The heart of the Circus, Marc Chagall, 1962
No dia marcado, o
Conselho Superior da Ordem tem sobre si a escolha.
Apresentam-se vários,
múltiplos e tantos candidatos. Muitos dormem na fila. Outros têm
guardado o lugar por dias. E surgem os atrasados. E os que ali estão para
“sentirem” o evento, ganharem experiência.
Grande é a balbúrdia.
Grande é o nosso parque, tamanha a nossa diversão. Enorme o nosso
auditório e inumeráveis as nossas salas e corredores intermináveis.
De nomes volúveis. Tantos e muitos todos os andares, inclusive nos
subsolos e nas escondidas garagens; na casa das máquinas; no poço
dos elevadores; na cobertura; no átrio; no pátio; nos jardins
cobertos; nas áreas de laser; nos campos adjacentes e
circunvizinhanças urbanas e rurais… Grande é a nossa expectativa.
Contínua e infinita permanece a nossa esperança.
Rádio, TV… Mídia
geral. Tudo conectado. Tudo ligado na catarse final. Reportagens,
comentários, estatísticas. Comparações. Equivalências.
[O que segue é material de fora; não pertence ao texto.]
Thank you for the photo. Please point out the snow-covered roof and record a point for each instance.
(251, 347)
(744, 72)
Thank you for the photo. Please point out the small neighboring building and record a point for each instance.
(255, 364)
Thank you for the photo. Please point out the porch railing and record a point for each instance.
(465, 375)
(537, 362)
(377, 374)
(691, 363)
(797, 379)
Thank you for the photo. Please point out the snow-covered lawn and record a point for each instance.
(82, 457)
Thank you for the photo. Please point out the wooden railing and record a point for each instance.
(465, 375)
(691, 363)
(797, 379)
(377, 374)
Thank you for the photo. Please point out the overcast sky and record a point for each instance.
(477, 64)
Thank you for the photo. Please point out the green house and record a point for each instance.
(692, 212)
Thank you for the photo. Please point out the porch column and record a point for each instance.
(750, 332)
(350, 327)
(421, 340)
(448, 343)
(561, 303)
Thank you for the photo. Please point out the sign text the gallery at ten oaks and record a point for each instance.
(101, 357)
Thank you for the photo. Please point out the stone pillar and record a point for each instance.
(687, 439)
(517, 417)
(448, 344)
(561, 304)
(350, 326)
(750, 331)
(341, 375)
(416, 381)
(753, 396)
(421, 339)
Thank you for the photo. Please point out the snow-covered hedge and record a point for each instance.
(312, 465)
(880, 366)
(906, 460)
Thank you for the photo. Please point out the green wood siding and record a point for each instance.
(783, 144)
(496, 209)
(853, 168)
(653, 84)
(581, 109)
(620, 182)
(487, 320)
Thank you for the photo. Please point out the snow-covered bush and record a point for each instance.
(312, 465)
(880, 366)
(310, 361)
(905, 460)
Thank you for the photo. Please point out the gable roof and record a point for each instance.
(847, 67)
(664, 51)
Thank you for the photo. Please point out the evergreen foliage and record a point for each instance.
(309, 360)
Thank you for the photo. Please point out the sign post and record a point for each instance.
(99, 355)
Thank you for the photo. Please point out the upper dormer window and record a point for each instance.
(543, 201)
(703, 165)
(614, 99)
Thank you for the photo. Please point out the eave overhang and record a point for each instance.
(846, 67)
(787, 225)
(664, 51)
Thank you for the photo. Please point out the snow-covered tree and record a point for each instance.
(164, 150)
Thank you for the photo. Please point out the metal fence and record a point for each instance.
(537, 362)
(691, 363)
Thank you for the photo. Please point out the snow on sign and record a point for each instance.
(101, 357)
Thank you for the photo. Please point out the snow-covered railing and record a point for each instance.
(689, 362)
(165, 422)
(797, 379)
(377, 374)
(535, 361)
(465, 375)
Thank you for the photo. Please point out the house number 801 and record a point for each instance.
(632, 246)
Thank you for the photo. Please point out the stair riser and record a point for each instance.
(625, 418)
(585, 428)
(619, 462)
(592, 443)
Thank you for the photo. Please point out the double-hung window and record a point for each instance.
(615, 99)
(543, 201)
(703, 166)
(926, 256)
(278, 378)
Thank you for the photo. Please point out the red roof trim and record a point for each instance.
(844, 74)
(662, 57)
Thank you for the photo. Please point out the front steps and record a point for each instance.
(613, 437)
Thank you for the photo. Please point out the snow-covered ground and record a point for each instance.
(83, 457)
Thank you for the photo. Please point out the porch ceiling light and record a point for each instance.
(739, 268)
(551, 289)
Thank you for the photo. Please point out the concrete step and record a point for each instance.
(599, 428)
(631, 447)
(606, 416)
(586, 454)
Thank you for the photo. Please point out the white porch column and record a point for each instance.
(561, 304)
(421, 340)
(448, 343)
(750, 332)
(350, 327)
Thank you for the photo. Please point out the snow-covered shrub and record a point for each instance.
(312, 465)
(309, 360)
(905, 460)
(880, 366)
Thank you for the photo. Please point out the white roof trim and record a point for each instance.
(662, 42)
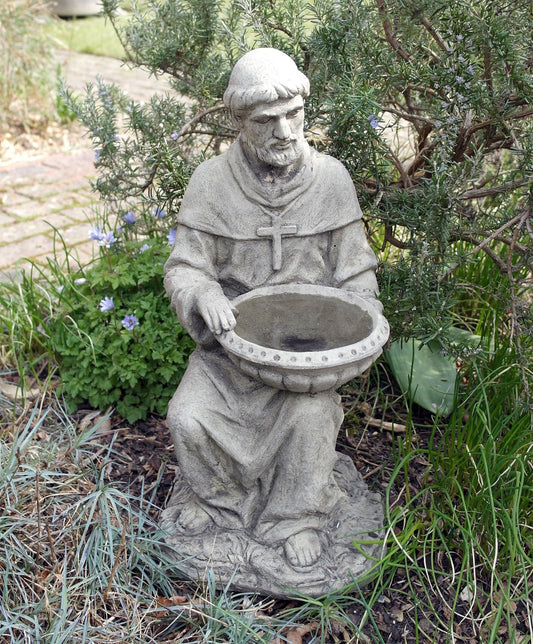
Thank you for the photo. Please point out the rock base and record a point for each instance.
(238, 559)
Previsões. Otimizado o resultado, tudo dentro do roteiro
pré-fabricado que sai mais barato se bem planejado o lucro.
Colaboradores e
admiradores amparam a jactância de possuir a mais bela armadura, o
ídolo. Mas uma e apenas uma será escolhida. E, pelo tempo que durar
seu “reinado”: admirada, comentada, retratada, cantada em prosa e
verso até que chegue a hora de nova escolha, de novo engenho que nos
ocupe os dias.
Eis que temos de tudo. De
todos os modos, jeito e maneira. Pra todos os gostos. Cor, tamanho,
forma… Materiais caros, raros, esdrúxulos. Tudo previsível. Mais
do mesmo.
Importante é participar.
Ninguém espera nada além do mero evento. Ninguém espera nada além
do mero ornato. Ou alguém espera que uma armadura seja deveras?
Não! Digam-me: quem é
este maluco ou maluca ou os dois que se atreve a nos mostrar a
verdade? A acinzentar o brilho deste artifício? Em nome do quê nos
contradiz? Está claro: uma armadura é uma fantasia. A fantasia é a
própria armadura, pontificam os técnicos. Que mau gosto, replica
minha vó, a torcer o nariz diante da tentativa de subversão da
ordem natural das coisas. Viemos aqui pra nos divertir ou o quê,
protestam os convivas.
E tome furor. Indignadas,
nossas bochechas se tornam rubras. E sobrevêm a raiva. Danada
discordância. Santa raiva, a nossa, dela. E exigimos punições,
condenações, sacrifícios, execuções… Misseis e pedras
disparados… Mas eis que captam nossos ouvidos uma voz isolada, uma
remota fala, um débil apoio que reforça nossa crença de que somos
e seremos tolerantes com o imprevisto, inesperado. Mesmo quando choca
tanto. Como choca agora. Faz parte: dirão os compêndios. Diremos em
suma.
E absorveremos. E
criaremos outro concurso. Outros. Nós, os competitivos. Nós, os
contendores. Nós, os colecionadores de figurinhas.
E na hora marcada o
Conselho Superior da Ordem dará a palavra final, o voto definitivo.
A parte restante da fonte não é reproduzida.